• recriminate •
Pronunciation: ri-kri-mê-nayt • Hear it!Part of Speech: Verb
Meaning: To accuse in return, to make a counteraccusation, retaliatory incrimination.
Notes: This word may be used transitively or intransitively. The intransitive sense is equivalent to the transitive one if the prepositions on or against are used: 'He recriminates on/against them' = 'He recriminates them'. Recrimination is the action noun that follows this verb around, recriminator, the personal noun, and we have a choice of adjectives: recriminatory or recriminative.
In Play: This verb is often used to lay blame on another person for faults that are laid at our feet: "Kay Largo recriminated Dr. Oz for the failure of his diet plan that led to her obesity." Some people do it all the time: "Chris Cross is irresponsible and recriminatory: he blames everybody else for his own failures."

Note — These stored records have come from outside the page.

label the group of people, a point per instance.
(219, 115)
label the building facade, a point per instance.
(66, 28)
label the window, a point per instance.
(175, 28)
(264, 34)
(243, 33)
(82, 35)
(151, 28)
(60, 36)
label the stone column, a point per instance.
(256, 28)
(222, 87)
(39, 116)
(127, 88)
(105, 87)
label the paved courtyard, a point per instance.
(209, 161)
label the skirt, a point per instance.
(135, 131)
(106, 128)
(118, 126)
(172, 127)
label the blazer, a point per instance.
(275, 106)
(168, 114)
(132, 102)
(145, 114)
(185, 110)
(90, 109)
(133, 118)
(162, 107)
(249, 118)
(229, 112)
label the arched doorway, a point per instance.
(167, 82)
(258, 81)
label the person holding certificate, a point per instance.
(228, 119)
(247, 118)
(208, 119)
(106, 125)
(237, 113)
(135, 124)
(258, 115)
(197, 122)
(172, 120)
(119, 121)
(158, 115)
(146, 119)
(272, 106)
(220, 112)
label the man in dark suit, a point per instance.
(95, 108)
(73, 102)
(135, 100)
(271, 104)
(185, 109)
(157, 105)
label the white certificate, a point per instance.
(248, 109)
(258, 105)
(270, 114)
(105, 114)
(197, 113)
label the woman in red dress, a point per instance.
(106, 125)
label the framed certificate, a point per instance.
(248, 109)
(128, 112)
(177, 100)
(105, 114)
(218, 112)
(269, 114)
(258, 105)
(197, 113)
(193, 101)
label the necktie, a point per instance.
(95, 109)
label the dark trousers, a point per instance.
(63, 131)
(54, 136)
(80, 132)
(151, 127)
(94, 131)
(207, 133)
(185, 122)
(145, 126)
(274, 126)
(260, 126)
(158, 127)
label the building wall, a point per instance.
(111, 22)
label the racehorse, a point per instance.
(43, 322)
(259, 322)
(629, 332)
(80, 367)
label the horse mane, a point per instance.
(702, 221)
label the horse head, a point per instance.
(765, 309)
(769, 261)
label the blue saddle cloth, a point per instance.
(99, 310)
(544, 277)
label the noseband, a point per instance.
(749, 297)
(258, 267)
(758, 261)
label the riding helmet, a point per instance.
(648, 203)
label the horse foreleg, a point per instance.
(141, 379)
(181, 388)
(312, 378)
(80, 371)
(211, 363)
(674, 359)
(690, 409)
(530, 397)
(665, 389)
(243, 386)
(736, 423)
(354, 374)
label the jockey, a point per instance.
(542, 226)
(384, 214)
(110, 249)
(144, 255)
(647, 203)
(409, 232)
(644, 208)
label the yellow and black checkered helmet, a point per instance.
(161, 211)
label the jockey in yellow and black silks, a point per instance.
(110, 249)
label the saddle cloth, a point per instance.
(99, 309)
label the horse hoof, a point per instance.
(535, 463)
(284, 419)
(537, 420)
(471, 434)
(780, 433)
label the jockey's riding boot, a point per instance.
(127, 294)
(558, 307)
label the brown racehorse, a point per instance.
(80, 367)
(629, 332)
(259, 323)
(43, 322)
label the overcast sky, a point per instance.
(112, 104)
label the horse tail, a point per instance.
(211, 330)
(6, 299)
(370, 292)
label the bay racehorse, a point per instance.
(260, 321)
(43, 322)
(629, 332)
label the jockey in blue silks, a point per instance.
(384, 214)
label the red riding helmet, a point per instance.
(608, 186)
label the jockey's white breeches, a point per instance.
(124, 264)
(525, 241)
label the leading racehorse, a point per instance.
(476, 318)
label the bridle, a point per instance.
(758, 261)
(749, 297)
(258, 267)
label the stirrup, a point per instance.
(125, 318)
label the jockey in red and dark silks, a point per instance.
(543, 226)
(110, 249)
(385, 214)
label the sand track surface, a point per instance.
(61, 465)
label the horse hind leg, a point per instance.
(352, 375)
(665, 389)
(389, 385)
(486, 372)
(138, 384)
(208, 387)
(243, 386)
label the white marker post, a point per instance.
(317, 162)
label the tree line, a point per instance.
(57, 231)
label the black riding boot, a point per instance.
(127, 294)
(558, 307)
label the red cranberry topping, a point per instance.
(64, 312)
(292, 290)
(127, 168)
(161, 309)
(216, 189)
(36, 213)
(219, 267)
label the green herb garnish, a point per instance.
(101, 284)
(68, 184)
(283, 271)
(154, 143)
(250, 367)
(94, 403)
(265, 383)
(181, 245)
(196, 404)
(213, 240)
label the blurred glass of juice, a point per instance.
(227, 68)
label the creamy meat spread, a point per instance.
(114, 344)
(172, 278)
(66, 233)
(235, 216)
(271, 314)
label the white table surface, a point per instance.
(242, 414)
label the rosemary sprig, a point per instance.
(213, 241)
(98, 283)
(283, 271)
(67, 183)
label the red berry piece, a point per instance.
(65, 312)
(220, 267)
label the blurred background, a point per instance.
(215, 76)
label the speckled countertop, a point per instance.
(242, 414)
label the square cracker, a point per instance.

Word History: Today's Good Word is based on the past participle, recriminatus, of the Medieval Latin verb recriminari, comprising re- "again, back" + criminare "to accuse", from crimen "accusation, judgment, crime". English borrowed its words crime and criminal from this Latin 'crime' family. The Latin root apparently came from the Proto-Indo-European root krei- "discriminate, distinguish" which, with other suffixes, came to Greek as krisis "judgment, decision", which English borrowed as crisis, and kriterion "standard; tribunal", which English also took as criterion.